Ma colère indignée dut fortement marquer les élèves, ou bien se mirent-ils à craindre bien pire de ma part, car, quelques jours plus tard, la jeune fille, les yeux au sol, fit son entrée dans la classe avec moi à ses côtés, des mitraillettes à la place du regard, et personne ne broncha. Je n'en entendis plus jamais parler. Aujourd'hui, j'ai honte: j'ai complètement oublié son vrai nom, je ne me souviens plus d'elle que par ses mots: Peau-Rouge.

"L'homme naît bon, comme disait l'autre, c'est la société qui le pervertit". Très vite alors!

7 commentaires:

karagar a dit…

La question qui m'est venue est : t'ont-ils trompé ou bien n'ont-ils tout simplement pas fait le lien. J'ai confusément l'impression que beaucoup de gens sont plus capables d'émotion devant une fiction que face au réel...

Calyste a dit…

Exact, Karagar. En écrivant le billet, c'est aussi la remarque que je me suis faite.

Cornus a dit…

Je me suis fait la même remarque que Karagar. En fait, cela ne m'a guère étonné. D'ailleurs, on peut transposer de telles situations dans nos propres vies. Ce qui me dégoûtait quand j'étais au collège, voire au lycée, c'est le peu de mémoire qu'avaient mes congénères, le peu de sensibilité, la grande bêtise. Et les moqueries, les rires gras (parfois les agressions), dont j'ai aussi été la cible, car toutes proportions gardées, je n'étais pas dans la "norme". Je ne veux pas jouer à la victime car je n'en étais pas une jusqu'au bout, mais ceci explique que je ne garde pas un souvenir impérissable des mes années collège.

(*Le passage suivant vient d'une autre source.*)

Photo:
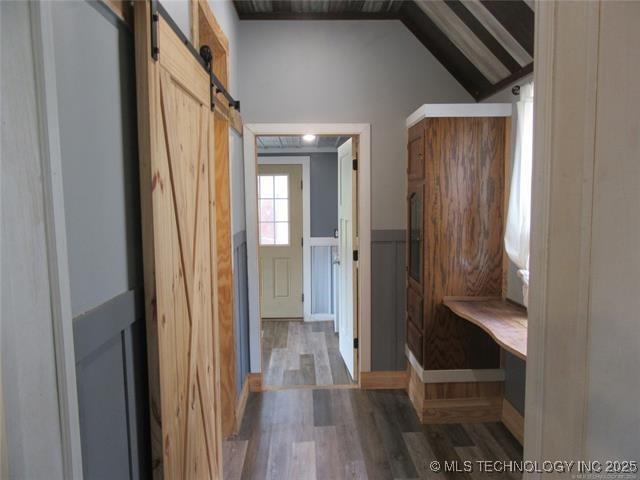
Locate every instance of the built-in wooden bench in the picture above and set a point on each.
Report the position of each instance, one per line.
(504, 320)
(506, 323)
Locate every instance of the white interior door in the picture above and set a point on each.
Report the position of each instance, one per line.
(280, 239)
(347, 236)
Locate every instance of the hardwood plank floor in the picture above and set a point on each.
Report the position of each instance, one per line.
(301, 353)
(348, 433)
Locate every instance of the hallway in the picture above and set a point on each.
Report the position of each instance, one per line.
(299, 353)
(346, 433)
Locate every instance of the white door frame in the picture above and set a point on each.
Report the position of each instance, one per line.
(363, 130)
(306, 222)
(321, 242)
(60, 291)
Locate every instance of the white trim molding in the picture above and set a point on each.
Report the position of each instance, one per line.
(431, 110)
(55, 223)
(454, 376)
(306, 221)
(363, 130)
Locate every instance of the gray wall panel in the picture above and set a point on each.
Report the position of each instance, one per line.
(112, 389)
(387, 298)
(103, 413)
(324, 194)
(374, 72)
(323, 173)
(94, 57)
(241, 299)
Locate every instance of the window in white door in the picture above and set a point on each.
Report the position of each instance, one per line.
(273, 209)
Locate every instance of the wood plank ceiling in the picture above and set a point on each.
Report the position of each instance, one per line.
(484, 44)
(293, 141)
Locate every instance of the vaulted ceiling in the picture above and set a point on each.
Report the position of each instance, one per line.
(484, 44)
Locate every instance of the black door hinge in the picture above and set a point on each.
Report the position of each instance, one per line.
(155, 18)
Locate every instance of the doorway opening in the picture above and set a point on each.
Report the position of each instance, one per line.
(308, 275)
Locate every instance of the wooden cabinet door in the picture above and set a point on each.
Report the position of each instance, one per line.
(176, 147)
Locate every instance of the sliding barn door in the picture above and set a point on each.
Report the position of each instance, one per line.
(177, 179)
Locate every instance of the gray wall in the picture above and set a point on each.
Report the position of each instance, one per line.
(241, 305)
(94, 55)
(29, 387)
(373, 72)
(323, 173)
(99, 154)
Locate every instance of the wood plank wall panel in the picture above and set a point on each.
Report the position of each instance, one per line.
(225, 277)
(463, 230)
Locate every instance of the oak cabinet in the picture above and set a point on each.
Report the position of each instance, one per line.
(455, 224)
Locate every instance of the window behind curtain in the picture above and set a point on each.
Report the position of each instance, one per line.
(517, 233)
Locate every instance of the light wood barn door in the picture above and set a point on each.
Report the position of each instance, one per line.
(177, 183)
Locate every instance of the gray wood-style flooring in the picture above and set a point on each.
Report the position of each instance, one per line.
(349, 433)
(301, 353)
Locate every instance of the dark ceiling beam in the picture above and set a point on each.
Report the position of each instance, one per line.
(484, 35)
(443, 49)
(318, 16)
(514, 77)
(516, 17)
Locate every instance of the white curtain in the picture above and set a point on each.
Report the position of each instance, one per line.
(516, 239)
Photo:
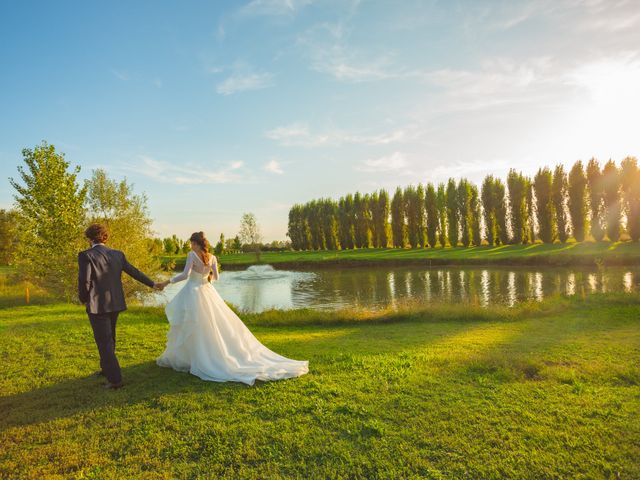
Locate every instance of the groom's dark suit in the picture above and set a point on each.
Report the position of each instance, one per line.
(100, 289)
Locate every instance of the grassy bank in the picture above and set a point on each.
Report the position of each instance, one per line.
(571, 254)
(548, 390)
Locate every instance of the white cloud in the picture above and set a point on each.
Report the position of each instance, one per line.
(273, 166)
(166, 172)
(389, 163)
(299, 135)
(241, 82)
(120, 74)
(274, 7)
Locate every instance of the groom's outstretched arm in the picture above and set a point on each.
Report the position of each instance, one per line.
(136, 274)
(84, 277)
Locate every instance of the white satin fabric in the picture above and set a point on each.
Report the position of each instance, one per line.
(207, 339)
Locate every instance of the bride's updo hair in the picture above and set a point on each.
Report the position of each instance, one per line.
(199, 239)
(97, 233)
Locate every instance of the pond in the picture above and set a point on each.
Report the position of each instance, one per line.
(261, 287)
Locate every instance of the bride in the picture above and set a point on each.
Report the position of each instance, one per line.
(207, 339)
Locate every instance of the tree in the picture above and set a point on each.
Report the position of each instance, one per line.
(126, 216)
(611, 196)
(8, 236)
(346, 222)
(380, 218)
(362, 220)
(464, 211)
(517, 186)
(474, 211)
(500, 205)
(431, 209)
(577, 190)
(559, 188)
(596, 199)
(398, 227)
(50, 210)
(413, 213)
(441, 205)
(453, 217)
(488, 199)
(544, 204)
(531, 209)
(220, 246)
(630, 183)
(329, 216)
(250, 233)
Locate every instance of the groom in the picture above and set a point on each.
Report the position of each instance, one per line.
(100, 289)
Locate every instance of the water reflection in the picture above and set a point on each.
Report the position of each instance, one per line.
(261, 287)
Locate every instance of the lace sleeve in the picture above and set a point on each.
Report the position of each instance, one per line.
(187, 270)
(214, 269)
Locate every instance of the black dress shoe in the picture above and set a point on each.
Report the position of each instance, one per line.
(113, 386)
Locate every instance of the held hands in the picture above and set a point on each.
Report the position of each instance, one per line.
(160, 285)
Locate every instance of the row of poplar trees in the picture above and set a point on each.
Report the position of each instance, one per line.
(587, 202)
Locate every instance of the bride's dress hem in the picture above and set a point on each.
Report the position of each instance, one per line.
(207, 339)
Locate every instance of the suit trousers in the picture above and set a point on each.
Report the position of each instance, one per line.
(104, 333)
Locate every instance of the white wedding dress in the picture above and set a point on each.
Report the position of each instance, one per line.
(207, 339)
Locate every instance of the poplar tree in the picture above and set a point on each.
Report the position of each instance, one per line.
(578, 200)
(630, 183)
(544, 204)
(453, 217)
(431, 208)
(596, 199)
(398, 228)
(559, 189)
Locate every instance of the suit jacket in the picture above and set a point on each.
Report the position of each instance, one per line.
(99, 279)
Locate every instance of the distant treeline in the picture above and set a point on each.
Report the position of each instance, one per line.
(599, 203)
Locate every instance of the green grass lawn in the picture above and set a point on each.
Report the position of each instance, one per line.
(547, 390)
(586, 253)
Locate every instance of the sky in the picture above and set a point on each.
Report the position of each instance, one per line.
(213, 109)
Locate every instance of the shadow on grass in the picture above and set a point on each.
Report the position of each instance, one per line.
(144, 383)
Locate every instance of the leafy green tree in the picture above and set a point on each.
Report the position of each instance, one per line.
(51, 214)
(414, 213)
(441, 206)
(431, 208)
(126, 216)
(8, 236)
(380, 218)
(453, 212)
(329, 216)
(559, 188)
(488, 206)
(249, 233)
(464, 211)
(346, 216)
(596, 199)
(474, 211)
(630, 183)
(544, 204)
(220, 246)
(517, 186)
(612, 200)
(531, 211)
(398, 227)
(578, 200)
(363, 220)
(500, 205)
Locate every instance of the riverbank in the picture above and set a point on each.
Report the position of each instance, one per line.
(586, 254)
(542, 390)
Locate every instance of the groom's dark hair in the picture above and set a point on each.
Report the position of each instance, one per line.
(97, 233)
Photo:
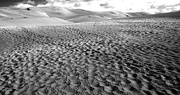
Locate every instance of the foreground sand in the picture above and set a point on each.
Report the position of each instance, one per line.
(121, 58)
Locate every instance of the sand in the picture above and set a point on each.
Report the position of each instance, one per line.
(129, 58)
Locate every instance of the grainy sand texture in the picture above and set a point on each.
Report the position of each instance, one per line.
(122, 57)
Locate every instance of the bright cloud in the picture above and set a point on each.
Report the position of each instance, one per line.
(151, 6)
(22, 5)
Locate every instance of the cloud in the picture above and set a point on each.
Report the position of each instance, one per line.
(151, 6)
(22, 5)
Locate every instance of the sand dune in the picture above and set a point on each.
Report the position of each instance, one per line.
(126, 58)
(72, 15)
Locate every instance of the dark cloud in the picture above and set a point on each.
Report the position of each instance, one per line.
(6, 3)
(77, 4)
(106, 5)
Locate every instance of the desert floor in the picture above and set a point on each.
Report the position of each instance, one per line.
(122, 57)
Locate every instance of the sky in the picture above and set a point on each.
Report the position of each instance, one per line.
(150, 6)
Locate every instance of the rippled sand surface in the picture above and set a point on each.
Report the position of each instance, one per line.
(122, 58)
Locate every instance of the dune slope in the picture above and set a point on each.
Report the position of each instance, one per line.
(133, 57)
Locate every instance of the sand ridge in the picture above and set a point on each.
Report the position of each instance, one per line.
(117, 59)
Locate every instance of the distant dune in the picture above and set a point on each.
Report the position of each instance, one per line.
(40, 16)
(55, 16)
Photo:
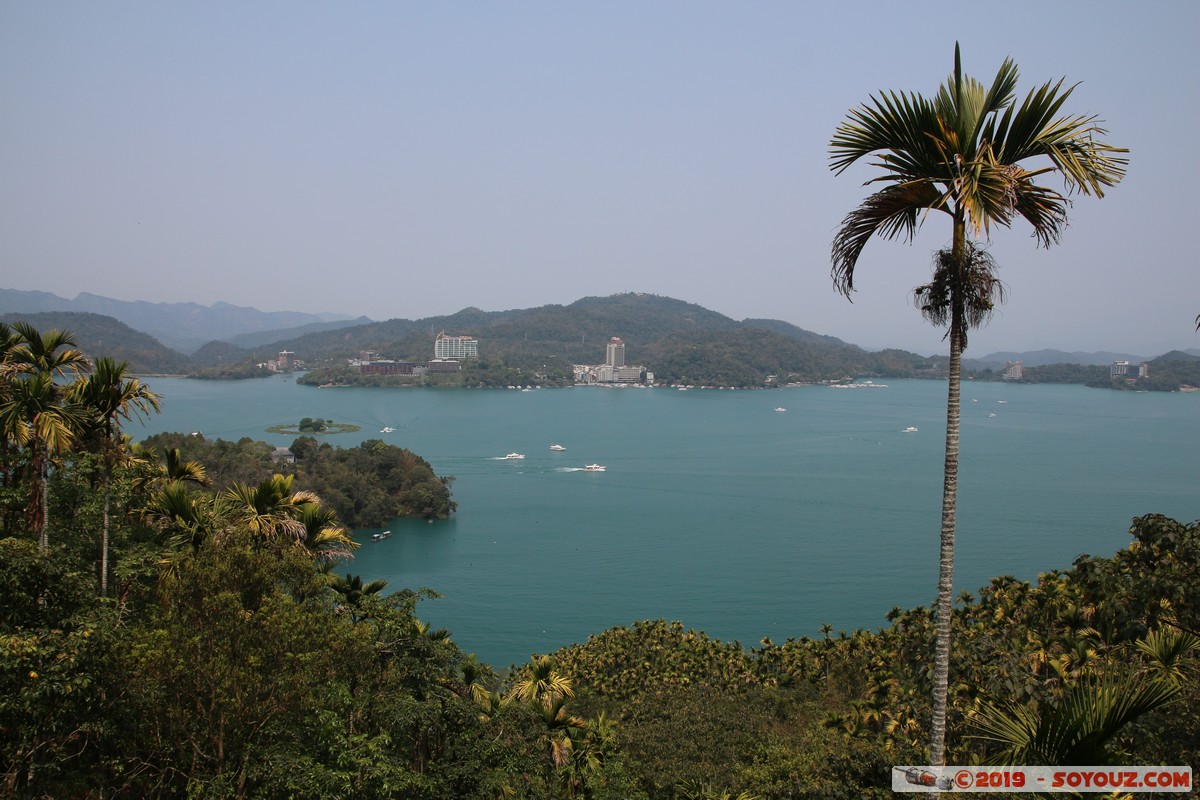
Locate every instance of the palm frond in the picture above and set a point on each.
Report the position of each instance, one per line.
(891, 212)
(1077, 731)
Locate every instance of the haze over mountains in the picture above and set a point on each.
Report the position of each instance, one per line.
(185, 334)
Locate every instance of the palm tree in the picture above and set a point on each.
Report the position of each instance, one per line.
(353, 591)
(324, 536)
(541, 683)
(271, 510)
(109, 395)
(964, 152)
(1080, 728)
(35, 408)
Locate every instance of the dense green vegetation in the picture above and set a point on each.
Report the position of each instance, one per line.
(679, 342)
(220, 649)
(366, 486)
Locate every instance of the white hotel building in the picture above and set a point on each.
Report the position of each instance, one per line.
(455, 348)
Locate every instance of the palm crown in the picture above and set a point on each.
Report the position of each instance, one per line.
(964, 152)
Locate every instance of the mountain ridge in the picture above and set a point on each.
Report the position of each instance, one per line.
(593, 318)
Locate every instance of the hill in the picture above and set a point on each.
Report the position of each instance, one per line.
(679, 342)
(183, 326)
(103, 336)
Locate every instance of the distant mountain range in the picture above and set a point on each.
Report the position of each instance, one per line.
(183, 326)
(663, 332)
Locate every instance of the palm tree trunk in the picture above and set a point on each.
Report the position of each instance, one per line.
(103, 536)
(949, 509)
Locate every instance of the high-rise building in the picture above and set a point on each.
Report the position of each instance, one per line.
(615, 355)
(455, 347)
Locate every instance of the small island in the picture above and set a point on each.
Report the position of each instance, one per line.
(313, 426)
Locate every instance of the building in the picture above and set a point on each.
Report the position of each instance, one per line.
(613, 370)
(455, 348)
(1127, 371)
(615, 354)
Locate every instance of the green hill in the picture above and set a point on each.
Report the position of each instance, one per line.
(675, 340)
(103, 336)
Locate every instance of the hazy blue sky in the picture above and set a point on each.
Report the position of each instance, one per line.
(414, 158)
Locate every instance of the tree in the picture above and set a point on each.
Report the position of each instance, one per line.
(1078, 731)
(109, 395)
(270, 510)
(964, 152)
(36, 410)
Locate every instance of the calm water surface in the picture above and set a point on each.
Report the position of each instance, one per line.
(721, 512)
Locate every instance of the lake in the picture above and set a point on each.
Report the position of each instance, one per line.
(718, 510)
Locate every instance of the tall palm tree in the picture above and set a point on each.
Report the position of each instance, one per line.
(1080, 728)
(111, 395)
(36, 409)
(271, 509)
(965, 152)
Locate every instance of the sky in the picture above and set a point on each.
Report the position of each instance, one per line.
(409, 160)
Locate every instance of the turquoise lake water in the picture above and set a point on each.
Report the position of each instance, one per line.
(717, 510)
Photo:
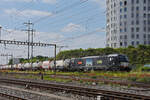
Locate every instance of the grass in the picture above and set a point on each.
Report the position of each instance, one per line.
(136, 75)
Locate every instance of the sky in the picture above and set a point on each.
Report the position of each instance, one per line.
(71, 23)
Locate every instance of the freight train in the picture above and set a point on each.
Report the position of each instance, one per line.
(112, 62)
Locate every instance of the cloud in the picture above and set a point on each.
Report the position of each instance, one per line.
(27, 1)
(17, 0)
(101, 3)
(72, 28)
(49, 1)
(27, 13)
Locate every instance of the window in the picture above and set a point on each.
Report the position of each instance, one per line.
(120, 3)
(137, 22)
(144, 22)
(132, 36)
(137, 8)
(125, 9)
(125, 43)
(132, 29)
(120, 16)
(137, 36)
(148, 22)
(149, 29)
(148, 8)
(120, 10)
(137, 15)
(121, 30)
(149, 36)
(125, 3)
(144, 36)
(132, 43)
(125, 37)
(121, 44)
(132, 1)
(132, 22)
(137, 43)
(125, 29)
(137, 29)
(144, 29)
(132, 8)
(144, 15)
(144, 8)
(125, 16)
(132, 15)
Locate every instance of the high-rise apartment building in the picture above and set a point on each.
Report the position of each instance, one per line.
(128, 23)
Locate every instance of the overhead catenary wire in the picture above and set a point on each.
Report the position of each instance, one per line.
(72, 16)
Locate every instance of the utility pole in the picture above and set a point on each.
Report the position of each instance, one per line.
(29, 30)
(32, 47)
(0, 32)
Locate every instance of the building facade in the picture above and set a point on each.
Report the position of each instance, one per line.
(128, 23)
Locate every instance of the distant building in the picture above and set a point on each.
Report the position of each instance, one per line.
(128, 23)
(16, 60)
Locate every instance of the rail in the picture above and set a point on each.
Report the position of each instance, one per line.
(79, 90)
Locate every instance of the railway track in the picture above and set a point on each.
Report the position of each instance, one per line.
(10, 97)
(106, 95)
(105, 81)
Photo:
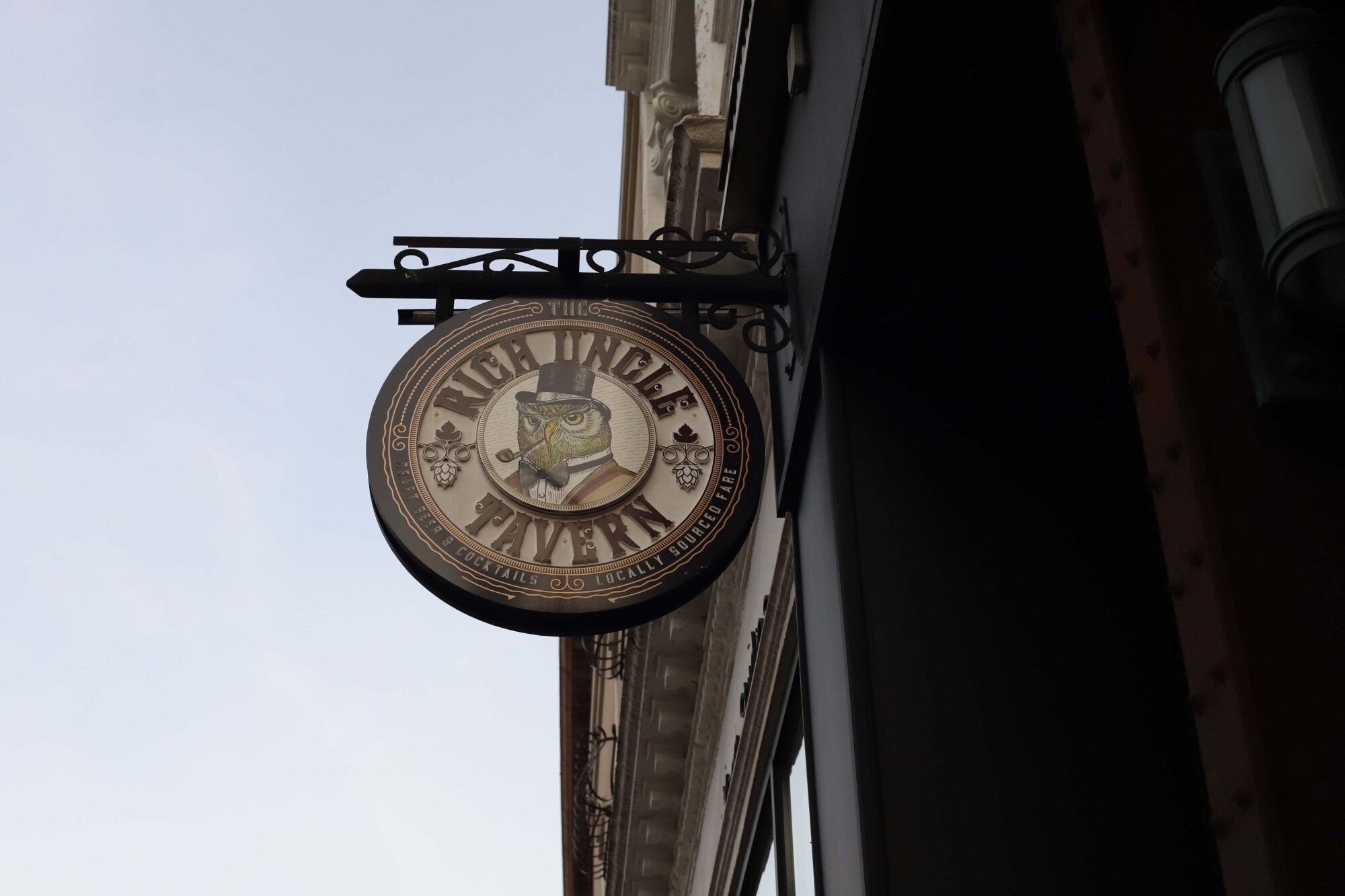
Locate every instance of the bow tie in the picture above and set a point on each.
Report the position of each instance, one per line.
(558, 475)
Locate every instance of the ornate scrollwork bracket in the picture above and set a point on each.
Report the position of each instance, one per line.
(724, 279)
(594, 803)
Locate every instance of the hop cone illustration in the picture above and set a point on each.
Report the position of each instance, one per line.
(446, 473)
(688, 475)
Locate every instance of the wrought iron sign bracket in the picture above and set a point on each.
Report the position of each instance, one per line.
(715, 299)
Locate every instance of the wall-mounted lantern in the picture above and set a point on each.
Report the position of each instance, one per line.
(1282, 77)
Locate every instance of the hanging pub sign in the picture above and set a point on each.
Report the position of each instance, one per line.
(566, 466)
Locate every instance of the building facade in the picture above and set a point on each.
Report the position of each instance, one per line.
(1042, 596)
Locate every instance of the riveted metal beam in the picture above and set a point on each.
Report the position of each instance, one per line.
(1215, 669)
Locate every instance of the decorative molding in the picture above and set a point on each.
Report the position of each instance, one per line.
(629, 45)
(766, 702)
(719, 653)
(670, 103)
(693, 173)
(660, 686)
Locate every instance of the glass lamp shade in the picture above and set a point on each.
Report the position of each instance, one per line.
(1282, 77)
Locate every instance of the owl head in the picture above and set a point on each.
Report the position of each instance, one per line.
(562, 419)
(553, 431)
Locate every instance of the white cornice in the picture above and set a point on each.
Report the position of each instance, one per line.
(629, 45)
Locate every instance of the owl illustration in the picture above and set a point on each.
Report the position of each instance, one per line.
(566, 440)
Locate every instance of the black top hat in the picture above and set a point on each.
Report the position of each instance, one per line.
(559, 382)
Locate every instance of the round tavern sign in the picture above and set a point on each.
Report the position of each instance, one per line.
(566, 467)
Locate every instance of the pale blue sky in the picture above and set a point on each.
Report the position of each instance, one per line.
(215, 676)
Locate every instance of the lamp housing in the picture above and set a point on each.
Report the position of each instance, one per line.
(1282, 79)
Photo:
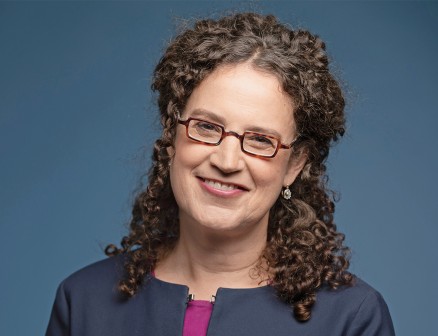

Sinon, étudier un livre pareil, c'est mieux que de se farcir Iphigénie en 4ème comme ce fut mon cas. J'étais sans doute idiot à l'époque (ah bon, ça a changé depuis ?), mais je n'avais rien capté et surtout pas la beauté de la langue.

piergil a dit…

Mais quèqu'elle a donc de si extraordinaire la langue d'Iphigenie? ....n'ai jamais rien remarqué! faut dire que j'etais plus attiré par celles d'Oreste et Pylade...et pas que la langue! ...oh! y'en a un qu'a perdu quèque chose!! ..nan, c'est pô moi!

Calyste a dit…

Tu as (ou tu avais) tort, Cornus: Iphigénie est une pièce magnifique, comme presque tout de Racine.

Oh! reste et pile hard! Bon d'accord, c'est nul, Piergil!

Calyste a dit…

Ou, Piergil, comme disait l'autre: "Duo habent et bene pendentes!"

Cornus a dit…

Oui, je n'ai peut-être pas été clair, je suis d'accord que Racine c'est bien, mais à l'époque, je ne pouvais pas apprécier.